By The Canadian Press
The Canadian Press
The Canadian Press
September 24, 2021 Updated: September 24, 2021

OTTAWA—Recounts are expected in a clutch of close-run ridings, where a handful of votes separates the victor from the loser, according to election experts.

As the counting of mail-in ballots continued in many ridings across the country on Thursday, a few races remained too close to call.

In most ridings in Quebec, Ontario and Atlantic Canada counting was complete by Thursday afternoon, as well as in the Yukon and Northwest Territories.

But across B.C.—where more mail-in ballots were received than any other province—election officials were still tallying thousands of votes.

As the remaining results rolled in, election experts warned that, in a few photo-finish ridings, a recount will have to settle who ultimately sits in Parliament.

Experts say a recount is expected in the Winnipeg riding of Charleswood-St. James-Assiniboia-Headingley where Conservative Marty Morantz beat Liberal Doug Eyolfson by just 24 votes.

Elections Canada said on Thursday afternoon that counting had finished there and results were being verified.

A judicial recount would likely be triggered in the Winnipeg seat, because the margin is so small, experts said.

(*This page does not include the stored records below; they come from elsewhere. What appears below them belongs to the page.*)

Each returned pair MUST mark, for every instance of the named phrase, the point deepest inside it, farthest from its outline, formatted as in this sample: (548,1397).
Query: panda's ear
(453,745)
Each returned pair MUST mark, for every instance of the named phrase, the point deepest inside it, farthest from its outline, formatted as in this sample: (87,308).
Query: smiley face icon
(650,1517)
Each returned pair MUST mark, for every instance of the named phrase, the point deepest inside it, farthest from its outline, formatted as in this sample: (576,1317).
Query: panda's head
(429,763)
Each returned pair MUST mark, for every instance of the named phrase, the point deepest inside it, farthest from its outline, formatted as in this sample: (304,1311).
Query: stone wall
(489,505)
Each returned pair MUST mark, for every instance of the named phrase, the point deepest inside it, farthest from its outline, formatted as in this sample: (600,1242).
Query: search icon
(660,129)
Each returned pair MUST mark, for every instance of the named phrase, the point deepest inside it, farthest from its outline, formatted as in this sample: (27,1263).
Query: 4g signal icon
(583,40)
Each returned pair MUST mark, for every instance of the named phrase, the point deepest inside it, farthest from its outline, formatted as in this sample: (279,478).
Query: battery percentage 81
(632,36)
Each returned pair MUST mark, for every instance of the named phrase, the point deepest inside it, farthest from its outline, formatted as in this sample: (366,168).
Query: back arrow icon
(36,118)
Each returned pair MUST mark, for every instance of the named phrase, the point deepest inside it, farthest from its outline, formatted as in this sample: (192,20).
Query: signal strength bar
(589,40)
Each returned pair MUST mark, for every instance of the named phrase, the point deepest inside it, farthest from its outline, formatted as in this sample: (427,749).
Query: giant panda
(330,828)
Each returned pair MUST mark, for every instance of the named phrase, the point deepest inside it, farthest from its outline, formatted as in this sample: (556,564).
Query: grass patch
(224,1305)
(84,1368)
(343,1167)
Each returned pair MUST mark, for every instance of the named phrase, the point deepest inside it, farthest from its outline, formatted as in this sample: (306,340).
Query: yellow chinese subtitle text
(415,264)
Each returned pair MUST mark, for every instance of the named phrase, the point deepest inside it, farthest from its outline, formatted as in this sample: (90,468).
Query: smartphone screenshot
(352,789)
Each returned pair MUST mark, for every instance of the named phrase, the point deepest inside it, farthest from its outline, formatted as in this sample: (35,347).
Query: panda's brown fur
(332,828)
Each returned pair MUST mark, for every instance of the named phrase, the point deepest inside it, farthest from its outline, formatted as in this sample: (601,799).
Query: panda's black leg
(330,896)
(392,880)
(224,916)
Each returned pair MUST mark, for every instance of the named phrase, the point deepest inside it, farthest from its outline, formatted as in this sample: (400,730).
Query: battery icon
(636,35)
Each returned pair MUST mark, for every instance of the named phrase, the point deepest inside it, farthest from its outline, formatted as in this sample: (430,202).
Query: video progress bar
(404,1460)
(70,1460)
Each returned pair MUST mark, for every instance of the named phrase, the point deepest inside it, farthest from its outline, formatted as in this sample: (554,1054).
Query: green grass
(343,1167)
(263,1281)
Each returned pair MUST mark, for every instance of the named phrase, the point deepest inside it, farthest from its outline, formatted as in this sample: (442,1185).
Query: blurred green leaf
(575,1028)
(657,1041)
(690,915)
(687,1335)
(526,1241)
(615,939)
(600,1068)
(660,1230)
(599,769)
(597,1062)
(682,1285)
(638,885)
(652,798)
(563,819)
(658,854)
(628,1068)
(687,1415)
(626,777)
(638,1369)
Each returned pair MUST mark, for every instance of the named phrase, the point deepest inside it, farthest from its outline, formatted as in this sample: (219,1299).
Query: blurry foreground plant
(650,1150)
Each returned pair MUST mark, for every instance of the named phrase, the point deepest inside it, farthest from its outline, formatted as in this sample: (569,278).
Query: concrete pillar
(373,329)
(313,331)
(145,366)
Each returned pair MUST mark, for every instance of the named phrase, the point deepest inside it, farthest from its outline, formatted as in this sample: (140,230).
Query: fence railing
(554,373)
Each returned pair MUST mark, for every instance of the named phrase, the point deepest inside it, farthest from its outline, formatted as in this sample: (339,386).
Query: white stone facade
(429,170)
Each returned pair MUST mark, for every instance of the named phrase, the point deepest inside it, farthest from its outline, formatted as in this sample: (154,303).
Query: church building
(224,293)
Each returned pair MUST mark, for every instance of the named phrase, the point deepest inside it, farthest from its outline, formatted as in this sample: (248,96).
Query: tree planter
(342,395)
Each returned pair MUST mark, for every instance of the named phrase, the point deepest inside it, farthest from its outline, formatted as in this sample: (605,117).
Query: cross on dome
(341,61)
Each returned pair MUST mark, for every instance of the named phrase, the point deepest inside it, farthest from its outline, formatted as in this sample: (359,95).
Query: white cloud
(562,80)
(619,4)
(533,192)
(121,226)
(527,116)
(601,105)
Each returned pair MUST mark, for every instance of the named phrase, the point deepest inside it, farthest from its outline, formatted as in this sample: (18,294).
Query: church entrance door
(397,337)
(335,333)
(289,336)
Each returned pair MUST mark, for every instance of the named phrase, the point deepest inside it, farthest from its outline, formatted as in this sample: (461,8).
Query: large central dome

Quito Maggi, a pollster who runs public opinion firm Mainstreet Research, said voters should expect recounts in a number of ridings.

“The Charleswood seat is heading for a judicial recount. I suspect that at least two or three other (candidates) will ask to go to recount,” Maggi said.

“We noticed at this election that there were a larger number than expected close races. The turnout was way, way down too. At least 1.2 million fewer people voted in this election than the last election.”

An automatic judicial recount is triggered if there is a tie between the two leading candidates or if the difference in votes is fewer than one one-thousandth of the total votes cast.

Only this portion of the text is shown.